Alanguie face au volcan Misti, arrosée par le fleuve Chili, coincée entre désert et sierra, Arequipa, seconde ville du Pérou, luit d'un blanc étincelant. Construite en pierre de lave volcanique, elle fut fondée par les conquistadores espagnols en 1540. Longtemps enclavée, isolée au sud du pays jusqu'à la construction d'une voie de chemin de fer la reliant à Lima, cette ville d'artistes, de poètes, d'écrivains (Vargas Llosa y a vu le jour) est aussi le lieu de naissance d'Abimael Guzmán, chef historique du Sentier lumineux (groupe maoïste révolutionnaire qui fit plus de 35 000 morts, fonctionnaires et paysans).
Sous son charme provincial et ses airs languides, Arequipa a le sang chaud. Rebelle et fougueuse, elle a été de tout temps le terrain de bras de fer historiques face au gouvernement central. Comme en juin 2002 où ses habitants, hostiles à la privatisation de deux compagnies d'électricité, bloquèrent la ville, provoquant l'état d'urgence. Ici, on parle volontiers de «république indépendante». Il existe même, pour le folklore, un passeport de la cité et de fausses pièces de monnaie représentant le mont Misti. Raffinée et mondaine, la bonne société aréquipègne garde ses privilèges. Et ses habitudes. Elle se retrouve tous les samedis au Club, près de la Plaza de Armas, où, dans les vapeurs de whisky et les volutes de cigares, on discute politique, organise ses escapades extraconjugales ou ses réseaux de contrebande.
Tout, ici, rappelle la colonie. Les visages, les rues, les couvents, les monastères. Si la région fut touchée par un grave tremblement de terre en juin 2001, la cité a gardé toute sa beauté. Il faut se perdre dans les ruelles, sous les arches et les rangées d'arcades des vénérables maisons patriciennes. Dans les églises, les anges ont des visages d'Indiens et sont coiffés de plumes. Les saints sont entourés d'un décor tropical où s'ébattent des perroquets. Un art métisse baroque que l'on retrouve au couvent de Santa Catalina, l'un des édifices les plus fascinants du Pérou. Ouvert au public après quatre cents ans de fermeture au monde extérieur, cette citadelle se découvre par un dédale de patios, placettes, jardins et cloîtres ornés de fresques séparés par des rues aux murs roses et bleus. L'archange San Miguel, peint par Zurbarán, est représentatif, comme bien d'autres oeuvres du XVIIe siècle, du style des grands maîtres de l'école de Cuzco. Une trentaine de religieuses y vit encore.

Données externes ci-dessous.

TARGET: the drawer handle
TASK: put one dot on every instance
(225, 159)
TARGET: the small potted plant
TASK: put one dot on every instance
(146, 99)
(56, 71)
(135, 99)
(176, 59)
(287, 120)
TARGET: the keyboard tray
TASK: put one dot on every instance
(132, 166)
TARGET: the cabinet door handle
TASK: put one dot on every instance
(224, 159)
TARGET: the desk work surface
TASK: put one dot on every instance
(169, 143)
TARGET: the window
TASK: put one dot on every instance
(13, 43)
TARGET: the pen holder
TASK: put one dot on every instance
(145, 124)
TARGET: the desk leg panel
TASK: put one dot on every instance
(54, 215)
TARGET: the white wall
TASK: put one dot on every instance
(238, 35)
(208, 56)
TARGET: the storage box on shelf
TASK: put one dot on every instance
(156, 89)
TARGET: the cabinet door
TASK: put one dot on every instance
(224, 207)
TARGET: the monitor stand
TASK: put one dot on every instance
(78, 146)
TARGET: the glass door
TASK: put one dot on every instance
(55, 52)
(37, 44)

Calme en semaine, Arequipa s'anime le week-end. Les touristes boivent du pisco dans les nombreux bars de l'avenue San Francisco, tandis que les locaux préfèrent l'avenida Dolores et ses boîtes de musique live afro-péruvienne. Eloignées du centre, les banlieues de San Lazaro, Cayma et Yanahuara disposent d'une vue magnifique sur la vallée et les volcans Misti et Iquitos. Bien plus haut, à quatre heures de route à travers l'altiplano, le canyon de Colca (le plus profond du monde), avec ses gorges qui atteignent plus de 300 mètres de dénivelé, est d'une beauté à couper le souffle. Depuis des siècles, les mêmes brumes s'accrochent à ses falaises abruptes. Des bataillons de cactus montent la garde devant une succession de cultures en terrasses incas et pré-incas s'offrant dans toutes leurs nuances de vert. La «vallée des merveilles», comme l'appelle l'écrivain Mario Vargas Llosa.